3) WG7: Castle Greyhawk
When it started, Greyhawk was a campaign setting that was pretty reality-based. Then this monstrosity came out, and all bets were off. This “parody” is sometimes fun to read, but completely unplayable. What’s fine for a Dragon Magazine April Fool’s issue does not a super-module make. Worse, the 10th level of Castle Greyhawk (each level of which was done by a separate freelancer, and then just spliced together—way to stay on top of that quality control there, TSR) was written by Rick Reid, who did the classic and very similar “Fluffy Quest” in 1981. It was clever, then, when it was only a small booklet of jokes like replacing Elven Boots with “Elvis Boots”. But Castle Greyhawk, at 128 pages, is one long joke that never seems to end, even if you wish that it would.

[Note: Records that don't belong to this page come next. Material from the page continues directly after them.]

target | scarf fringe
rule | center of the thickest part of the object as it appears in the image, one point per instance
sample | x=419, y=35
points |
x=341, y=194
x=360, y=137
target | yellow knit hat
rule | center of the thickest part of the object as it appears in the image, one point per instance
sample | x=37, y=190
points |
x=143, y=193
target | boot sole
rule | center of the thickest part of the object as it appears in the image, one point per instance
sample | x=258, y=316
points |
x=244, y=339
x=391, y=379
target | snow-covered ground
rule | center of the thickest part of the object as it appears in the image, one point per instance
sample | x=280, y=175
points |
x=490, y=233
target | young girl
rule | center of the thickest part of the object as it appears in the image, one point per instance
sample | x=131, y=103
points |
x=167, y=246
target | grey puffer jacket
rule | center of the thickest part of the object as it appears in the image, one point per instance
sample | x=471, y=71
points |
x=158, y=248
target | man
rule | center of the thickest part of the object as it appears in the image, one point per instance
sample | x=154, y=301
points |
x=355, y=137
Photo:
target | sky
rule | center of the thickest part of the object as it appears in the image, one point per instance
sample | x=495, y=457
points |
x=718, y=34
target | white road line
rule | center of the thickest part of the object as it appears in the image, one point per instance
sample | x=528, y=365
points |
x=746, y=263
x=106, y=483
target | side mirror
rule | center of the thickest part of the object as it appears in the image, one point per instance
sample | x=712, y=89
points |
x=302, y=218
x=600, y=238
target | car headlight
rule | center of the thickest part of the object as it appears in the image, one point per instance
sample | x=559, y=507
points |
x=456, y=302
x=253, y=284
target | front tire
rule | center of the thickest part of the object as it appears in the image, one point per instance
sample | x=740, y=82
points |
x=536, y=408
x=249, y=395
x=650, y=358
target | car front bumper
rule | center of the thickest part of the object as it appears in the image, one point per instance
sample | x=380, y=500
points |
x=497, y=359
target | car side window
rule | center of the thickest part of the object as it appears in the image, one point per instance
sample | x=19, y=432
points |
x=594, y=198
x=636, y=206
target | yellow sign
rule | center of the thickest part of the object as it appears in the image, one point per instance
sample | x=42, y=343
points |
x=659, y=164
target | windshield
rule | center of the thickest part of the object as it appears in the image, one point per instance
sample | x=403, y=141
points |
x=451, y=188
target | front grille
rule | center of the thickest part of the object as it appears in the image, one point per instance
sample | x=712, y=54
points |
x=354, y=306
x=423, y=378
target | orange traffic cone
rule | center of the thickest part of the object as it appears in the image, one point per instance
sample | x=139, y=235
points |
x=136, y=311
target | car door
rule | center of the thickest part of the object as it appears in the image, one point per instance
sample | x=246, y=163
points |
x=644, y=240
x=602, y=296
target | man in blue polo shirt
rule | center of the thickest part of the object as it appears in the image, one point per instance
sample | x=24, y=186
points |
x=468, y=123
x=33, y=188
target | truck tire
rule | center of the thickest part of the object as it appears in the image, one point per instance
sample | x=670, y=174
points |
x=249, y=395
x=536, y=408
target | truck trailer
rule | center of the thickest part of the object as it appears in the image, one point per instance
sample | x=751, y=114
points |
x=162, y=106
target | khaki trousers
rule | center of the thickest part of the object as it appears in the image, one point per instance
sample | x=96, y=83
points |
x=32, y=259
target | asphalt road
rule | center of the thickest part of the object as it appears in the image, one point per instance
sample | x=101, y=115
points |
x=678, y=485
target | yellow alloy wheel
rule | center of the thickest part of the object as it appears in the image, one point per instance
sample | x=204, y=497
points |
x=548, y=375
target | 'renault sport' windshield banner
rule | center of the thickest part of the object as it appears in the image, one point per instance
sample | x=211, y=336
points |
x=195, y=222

2) S4: Lost Caverns of Tsojcanth
This module had a lot going for it—a pretty good storyline, lots of cool new monsters, and a classic dungeon crawl. It even made #22 on Dungeon Magazine’s “30 Greatest Adventures of All Time”. So here’s why it makes this list, too: if ever a module needed a freaking pronunciation guide, it was this one. Tsojcanth? Is that a name, or random keyboard tapping from the home position? If that’s all it takes to write for TSR, then sign me up. I can do that. The Castle of Wvqeubrug. Tomb of Ywurfhslikdn. Vault of the Padknjwefrgnuge;q’;ll’. Sold American!
1) N2: The Forest Oracle
This module just plain makes no sense. It’s full of things like nymphs who want you to end their own curses by pouring an antidote in the lake (something she can do herself, but doesn’t.) Or a Halfling innkeeper (and former thief, no less) who never puts together the facts that he’s hosting a band of thieving were-rats, and that all his customers are always getting robbed. Or worse, descriptions like this, in describing an encounter with brigands: “It is plain they are not soldiers from their haphazard way of walking. They do not seem to be joking loudly or singing as they advance.” Furthermore, they are not whistling, snorting, or farting. They are clearly not bakers. They do not seem to dislike fish, nor do they appear to be incontinent. Roll initiative.